The Channel logo


By | Chris Mellor 16th January 2012 09:01

Flash drive meltdown fingered in Swedish IT blackout

Tieto's EMC VNX5700 array sparked 5-day disarray - new claim

Tieto's five-day outage disaster started with multiple failures of its EMC VNX5700 array's FAST Cache, according to a Finnish source close to the matter.

Tieto is a major IT services organisation across Scandinavia and the Nordic region – although it also provides services globally – and pulls in net sales of SEK17bn (£1.59bn). Its large customer base in Sweden means that when it had a five-day outage in November, it caused chaos to IT services across that country. The stoppage was caused by failures in an EMC storage array and compounded by an inadequate disaster recovery plan involving Networker tape backup files which could not be read. The circumstances are not clear and seemed to involve a VNX array with an upgrade to an NS480 (Celerra) system for flash, which is a logical nonsense.

El Reg has been sent a Tieto slide deck (PDF) describing why the service provider migrated from its Celerra NS480 to a VNX5700 and the resulting performance improvements: namely lower latency and more IOPS. This deck is in Swedish but Google Translate gets around that little problem.

Based on the translated slide deck text, the story goes like this: in the 2010/2011 period, with a EMC Celerra NS480 array, Tieto saw its storage challenges as performance, response time, scalability and capacity. So it migrated from RAID (4 + 1) groups to Thick Pools composed of 60 disks and began to segment data types into Fibre Channel and NAS. The next step was to install EMC's FAST Cache with four 200GB SSDs and the cache license, which was beneficial as response times were more than halved to less than 20ms. However the NS480 CPUs were maxed out.

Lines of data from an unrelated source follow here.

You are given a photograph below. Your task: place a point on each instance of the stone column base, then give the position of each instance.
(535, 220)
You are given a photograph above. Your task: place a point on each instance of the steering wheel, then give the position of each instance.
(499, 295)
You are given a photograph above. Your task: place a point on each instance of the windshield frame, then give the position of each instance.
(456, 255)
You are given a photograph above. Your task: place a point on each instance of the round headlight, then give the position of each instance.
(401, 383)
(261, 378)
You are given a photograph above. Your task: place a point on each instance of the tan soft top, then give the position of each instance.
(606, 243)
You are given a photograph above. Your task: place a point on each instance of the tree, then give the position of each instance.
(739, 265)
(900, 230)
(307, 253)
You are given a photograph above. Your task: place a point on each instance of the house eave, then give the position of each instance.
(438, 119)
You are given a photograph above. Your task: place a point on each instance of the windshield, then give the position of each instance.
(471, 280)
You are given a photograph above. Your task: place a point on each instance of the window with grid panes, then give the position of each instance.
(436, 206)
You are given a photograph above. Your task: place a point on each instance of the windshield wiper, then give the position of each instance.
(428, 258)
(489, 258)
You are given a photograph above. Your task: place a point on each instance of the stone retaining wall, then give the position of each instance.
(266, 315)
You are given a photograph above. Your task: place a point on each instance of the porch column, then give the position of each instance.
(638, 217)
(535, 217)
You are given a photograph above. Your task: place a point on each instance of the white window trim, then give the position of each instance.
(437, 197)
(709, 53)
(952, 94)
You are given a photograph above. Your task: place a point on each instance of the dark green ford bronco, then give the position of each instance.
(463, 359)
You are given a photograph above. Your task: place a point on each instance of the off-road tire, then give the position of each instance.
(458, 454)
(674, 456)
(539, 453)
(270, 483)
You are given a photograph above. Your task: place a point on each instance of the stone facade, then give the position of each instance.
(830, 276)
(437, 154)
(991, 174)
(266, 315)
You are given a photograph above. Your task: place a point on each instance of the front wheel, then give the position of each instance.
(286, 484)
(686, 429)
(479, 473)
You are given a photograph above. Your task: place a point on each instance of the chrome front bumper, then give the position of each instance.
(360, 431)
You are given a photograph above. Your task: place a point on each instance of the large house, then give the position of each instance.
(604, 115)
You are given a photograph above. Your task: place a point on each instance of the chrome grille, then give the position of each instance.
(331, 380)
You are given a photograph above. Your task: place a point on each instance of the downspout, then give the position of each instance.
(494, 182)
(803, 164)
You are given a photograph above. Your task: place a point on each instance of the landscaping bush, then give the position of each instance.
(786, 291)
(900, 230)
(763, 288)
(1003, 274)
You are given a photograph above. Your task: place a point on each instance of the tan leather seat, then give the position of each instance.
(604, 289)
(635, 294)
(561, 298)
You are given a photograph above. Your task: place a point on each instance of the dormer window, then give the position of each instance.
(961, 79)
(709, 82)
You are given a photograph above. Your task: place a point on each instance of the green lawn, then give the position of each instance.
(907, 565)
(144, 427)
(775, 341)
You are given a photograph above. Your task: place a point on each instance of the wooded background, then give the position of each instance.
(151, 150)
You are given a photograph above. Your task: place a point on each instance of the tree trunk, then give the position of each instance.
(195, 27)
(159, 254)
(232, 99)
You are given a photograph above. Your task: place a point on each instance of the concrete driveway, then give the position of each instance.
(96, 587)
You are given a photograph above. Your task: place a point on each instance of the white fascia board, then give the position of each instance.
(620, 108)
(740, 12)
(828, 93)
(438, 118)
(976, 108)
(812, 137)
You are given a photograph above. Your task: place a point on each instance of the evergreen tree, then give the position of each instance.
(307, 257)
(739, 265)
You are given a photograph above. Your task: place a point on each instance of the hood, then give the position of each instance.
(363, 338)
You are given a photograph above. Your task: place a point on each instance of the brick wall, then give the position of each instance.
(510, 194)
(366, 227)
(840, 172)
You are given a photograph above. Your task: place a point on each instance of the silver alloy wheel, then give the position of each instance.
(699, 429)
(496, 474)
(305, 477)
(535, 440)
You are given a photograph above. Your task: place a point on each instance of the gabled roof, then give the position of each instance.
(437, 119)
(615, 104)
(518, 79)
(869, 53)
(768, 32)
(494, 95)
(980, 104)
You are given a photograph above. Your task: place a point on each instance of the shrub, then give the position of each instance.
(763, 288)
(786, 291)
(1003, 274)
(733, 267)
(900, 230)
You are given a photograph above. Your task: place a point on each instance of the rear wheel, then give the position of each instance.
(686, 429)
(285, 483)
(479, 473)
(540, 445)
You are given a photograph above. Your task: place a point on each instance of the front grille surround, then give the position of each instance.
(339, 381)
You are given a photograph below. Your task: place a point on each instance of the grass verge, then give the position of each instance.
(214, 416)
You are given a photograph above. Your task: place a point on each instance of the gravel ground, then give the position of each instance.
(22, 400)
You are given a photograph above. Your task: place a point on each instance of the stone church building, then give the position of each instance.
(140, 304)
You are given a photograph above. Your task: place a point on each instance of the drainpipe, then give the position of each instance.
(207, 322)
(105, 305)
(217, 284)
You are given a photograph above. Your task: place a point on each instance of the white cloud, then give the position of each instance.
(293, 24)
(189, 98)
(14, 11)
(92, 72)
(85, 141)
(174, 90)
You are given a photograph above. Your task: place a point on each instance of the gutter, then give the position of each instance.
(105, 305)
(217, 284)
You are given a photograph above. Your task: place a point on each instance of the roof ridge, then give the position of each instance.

Tieto upgraded to a VNX5700, but retained the 4 x 200GB SSD capacity and Fast Cache license and the 60-disk Thick Pool, although the disks changed from 450GB FC to 600GB SAS ones. 14 x 1.04GB chunks were created in each pool and only FC block access was allowed. The outcome was a boost in IOPS and a further reduction in latency as shown in the chart.

Tieto VNX 5700 chart

Chart showing IOPS increase and latency decrease with move from NS480 to FAST Cache and then VNX5700

So here we have the basic VNX5700 array setup in which the hardware failures that led to the five-day debacle took place. EMC won't comment on any details, having referred us to the Tieto statement seen in our article yesterday. Our source said, for what it's worth: "What basically happened (in my understanding from Twitter rumours) is that Tieto had multiple SSD failures on [its] VNX5700 array Fast Cache, this resulted in data loss."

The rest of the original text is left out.